Paradoxien unserer Zeit

Interview

Soziologe Astleithner über Stress trotz gestiegener Zeitressourcen, Arbeitsfetisch und Potenziale einer Arbeitszeitverkürzung.

Zur Person
Franz Astleithner
Der gebürtige Steyrer absolvierte eine HTBLA für Mechatronik in Linz, um anschließend in Wien Soziologie und Volkswirtschaft zu studieren - mit einem Auslandssemester in Rumänien. Zu seinen Forschungsschwerpunkten zählen Arbeits- und Wirtschaftssoziologie, soziale Ungleichheit sowie Mobilität & Migration bzw. ethnische Ökonomien. Entschleunigung und Arbeitszeitverkürzung bezeichnet er als sein Steckenpferd, unter anderem hielt er beim Kongress „Gutes Leben für alle“ im Jahr 2015 einen Vortrag mit dem Titel „Kampf um Zeit. Emanzipatorische Potentiale einer Arbeitszeitverkürzung“. Er arbeitet am Wiener Institut für Soziologie im Team Jörg Flecker.


Arbeit&Wirtschaft:
Es ist viel von Beschleunigung die Rede: Wie real ist diese?

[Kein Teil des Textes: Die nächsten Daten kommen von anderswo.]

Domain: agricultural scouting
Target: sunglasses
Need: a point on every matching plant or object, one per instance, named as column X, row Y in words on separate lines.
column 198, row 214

Franz Astleithner: Das wirklich zu messen ist schwer. Laut European Working Condition Survey geben in Österreich ein bisschen mehr als 60 Prozent an, noch genug Zeit zu haben, um ihre Arbeit erledigen zu können. Andere Entwicklungen sprechen wiederum dafür, etwa wenn man die Entwicklung bei psychischen Erkrankungen betrachtet.
Hartmut Rosa hat sehr schön aufgezeigt, dass es durch den technologischen Wandel und das Schaffen von Konsumbedürfn
issen bei den Menschen mehr zu einem Kaufen statt einem Konsumieren von Produkten kommt. Um es plakativ darzustellen: Wie groß ist die Reihe von Büchern, die im Bücherregal zu Hause stehen, die man aber immer noch nicht gelesen hat? Aus der Perspektive von Rosa hat der technologische Fortschritt in gewisser Weise die emanzipatorischen Potenziale verloren, weil die Menschen nicht mehr die Zeit haben, die Dinge zu nutzen.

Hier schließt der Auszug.